Lipoprotein associated phospholipase A2 (Lp-PLA2) overexpression is implicated in athero-sclerosis. In the present study, we evaluated the effects of lentiviral-mediated RNA interference (RNAi) of Lp-PLA2 on inflammation and atherosclerosis in apolipoprotein E-deficient mice. Apolipoprotein E-deficient mice were randomly allocated to control and experimental groups, and constrictive collars were used to induce plaque formation. Eight weeks after surgery, the lentiviral-mediated RNAi construct was used to silence expression of Lp-PLA2. Control and experimental lentivirus was transfected directly into carotid plaques or administered systemically. Tissues were collected for analysis 7 weeks after transfection.

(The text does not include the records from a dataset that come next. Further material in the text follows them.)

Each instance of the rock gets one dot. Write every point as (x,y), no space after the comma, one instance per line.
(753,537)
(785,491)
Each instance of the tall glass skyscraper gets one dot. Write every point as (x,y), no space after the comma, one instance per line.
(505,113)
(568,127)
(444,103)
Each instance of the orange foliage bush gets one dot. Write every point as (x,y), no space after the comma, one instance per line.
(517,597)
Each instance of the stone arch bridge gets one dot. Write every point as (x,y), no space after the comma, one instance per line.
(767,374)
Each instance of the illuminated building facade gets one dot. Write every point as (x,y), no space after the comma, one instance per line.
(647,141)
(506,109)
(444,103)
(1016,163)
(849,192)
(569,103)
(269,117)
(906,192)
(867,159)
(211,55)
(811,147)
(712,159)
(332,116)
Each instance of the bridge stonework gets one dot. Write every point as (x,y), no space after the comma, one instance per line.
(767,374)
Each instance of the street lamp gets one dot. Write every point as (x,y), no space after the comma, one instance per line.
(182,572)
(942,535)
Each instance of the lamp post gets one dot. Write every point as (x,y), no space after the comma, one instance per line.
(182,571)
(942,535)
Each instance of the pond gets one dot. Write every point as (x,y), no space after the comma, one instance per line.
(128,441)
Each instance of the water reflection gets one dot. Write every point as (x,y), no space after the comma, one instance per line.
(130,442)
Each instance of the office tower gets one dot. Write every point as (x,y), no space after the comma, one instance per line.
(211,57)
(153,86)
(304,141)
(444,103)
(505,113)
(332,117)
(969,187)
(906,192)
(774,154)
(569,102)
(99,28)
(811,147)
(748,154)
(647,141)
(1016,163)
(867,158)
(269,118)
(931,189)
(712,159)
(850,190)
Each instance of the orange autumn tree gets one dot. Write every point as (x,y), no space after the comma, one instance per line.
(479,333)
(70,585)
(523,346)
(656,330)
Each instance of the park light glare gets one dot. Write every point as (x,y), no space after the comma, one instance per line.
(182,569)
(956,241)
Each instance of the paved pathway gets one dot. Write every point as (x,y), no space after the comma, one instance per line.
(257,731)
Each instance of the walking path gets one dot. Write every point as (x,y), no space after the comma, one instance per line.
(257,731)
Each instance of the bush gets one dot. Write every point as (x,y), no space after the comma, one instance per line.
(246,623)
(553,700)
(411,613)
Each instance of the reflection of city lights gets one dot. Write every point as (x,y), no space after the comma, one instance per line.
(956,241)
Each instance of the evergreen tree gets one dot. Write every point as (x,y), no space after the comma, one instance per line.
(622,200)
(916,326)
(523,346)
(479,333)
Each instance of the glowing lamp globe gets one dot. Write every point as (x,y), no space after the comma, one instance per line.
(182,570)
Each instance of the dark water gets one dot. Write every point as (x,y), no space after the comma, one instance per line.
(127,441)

Inflammatory gene expression in the plasma and atherosclerotic lesions was then determined at the mRNA and protein levels. We observed no differences in body weight and plasma lipid levels at the end of the investigation. However, the expression levels of Lp-PLA2 and pro-inflammatory cytokines were significantly reduced in the RNAi groups, compared to the controls, whereas the plasma concentration of anti-inflammatory cytokines was markedly increased. Moreover, our results demonstrated a significant reduction in plaque area and lipid content, as well as a rise in collagen content following RNAi treatment. Importantly, when comparing the two methods of viral delivery, we found that transluminal local transfection exhibited enhanced improvement of plaque stability as compared to systemic administration. Inhibition of Lp-PLA2 by lentiviral-mediated RNAi ameliorates inflammation and atherosclerosis in apolipoprotein E-deficient mice. In addition, transluminal local delivery of Lp-PLA2 shRNA is superior to systemic administration for stabilizing atherosclerotic plaques.